Was macht ein Handwerker ohne Werkzeug? Richtig! Der macht nichts. Wie auch? Ihm fehlt ja das Werkzeug. Genau so muss sich die neue Mainzer Wirtschaftsdezernentin Manuela Matz von der CDU gerade fühlen.

Durch einen Affront ihres Vorgängers Christopher Sitte von der FDP gegen seine eigene Partei ist sie ins Amt gekommen. Dafür kann sie nichts, jetzt muss sie aber zeigen, dass sie den Job kann. Daran wird sie aber gehindert, weil sie nicht alles machen kann, was ihr Vorgänger gemacht hat.

Sitte war noch Geschäftsführer der Zentralen Beteiligungsgesellschaft der Stadt Mainz, ZBM. Dort sind alle wichtigen städtischen Gesellschaften zusammengefasst. Stadtwerke, Grundstücksverwaltungsgesellschaft, Citymarketing - Geld und Macht, da spielt die Musik. Manuela Matz wird dort nicht Geschäftsführerin sein.

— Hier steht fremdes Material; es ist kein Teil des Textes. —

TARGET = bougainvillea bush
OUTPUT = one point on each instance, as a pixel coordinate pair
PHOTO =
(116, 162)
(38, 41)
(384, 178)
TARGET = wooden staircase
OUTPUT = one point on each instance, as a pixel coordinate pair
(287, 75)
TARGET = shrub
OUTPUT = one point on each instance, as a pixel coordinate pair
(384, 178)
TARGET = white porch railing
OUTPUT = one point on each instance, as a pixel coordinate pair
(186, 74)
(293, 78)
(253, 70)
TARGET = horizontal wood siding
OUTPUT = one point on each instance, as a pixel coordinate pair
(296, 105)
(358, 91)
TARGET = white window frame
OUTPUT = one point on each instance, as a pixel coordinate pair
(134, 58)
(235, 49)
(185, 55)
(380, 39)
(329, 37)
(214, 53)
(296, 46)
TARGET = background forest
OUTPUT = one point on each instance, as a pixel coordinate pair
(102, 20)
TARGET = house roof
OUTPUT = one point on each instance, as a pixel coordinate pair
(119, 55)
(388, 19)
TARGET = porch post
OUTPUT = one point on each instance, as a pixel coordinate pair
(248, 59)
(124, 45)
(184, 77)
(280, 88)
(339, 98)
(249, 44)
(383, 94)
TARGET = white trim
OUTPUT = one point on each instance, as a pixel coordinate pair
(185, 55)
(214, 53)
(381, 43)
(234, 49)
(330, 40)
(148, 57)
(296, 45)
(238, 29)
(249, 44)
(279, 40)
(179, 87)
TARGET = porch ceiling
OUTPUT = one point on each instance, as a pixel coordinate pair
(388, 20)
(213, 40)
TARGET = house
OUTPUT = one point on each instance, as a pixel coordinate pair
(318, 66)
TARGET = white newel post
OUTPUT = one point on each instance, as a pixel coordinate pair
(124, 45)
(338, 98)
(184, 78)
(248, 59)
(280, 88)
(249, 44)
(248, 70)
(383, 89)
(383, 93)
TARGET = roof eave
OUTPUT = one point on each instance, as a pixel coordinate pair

Warum wohl? Gibt es dort Geheimnisse, von denen Matz nichts wissen soll? Oder will sich die Ampelkoaltion einfach nicht von einer CDU-Frau in die Karten schauen lassen, ihr Ding genauso durchziehen wie bisher?

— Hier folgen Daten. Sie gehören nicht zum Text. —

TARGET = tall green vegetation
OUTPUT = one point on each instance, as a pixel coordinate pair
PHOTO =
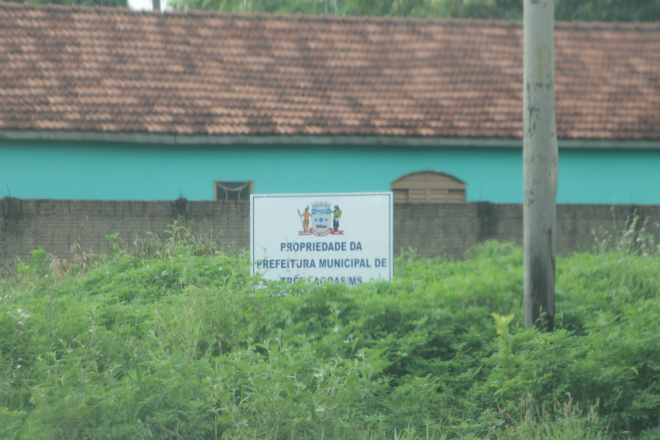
(174, 340)
(582, 10)
(108, 3)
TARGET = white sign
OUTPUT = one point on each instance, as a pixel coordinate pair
(343, 238)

Der Verdacht liegt nahe, denn statt Matz soll Franz Ringhoffer in die ZBM nachrücken - ein FDP-Mann. Die Liberalen haben ihren Dezernentenposten verloren, zum Ausgleich gibt es ein anderes Pöstchen. Irgendwie riecht das nach Käse, nach Handkäse - und ich dachte, diese Zeiten seien lange vorbei.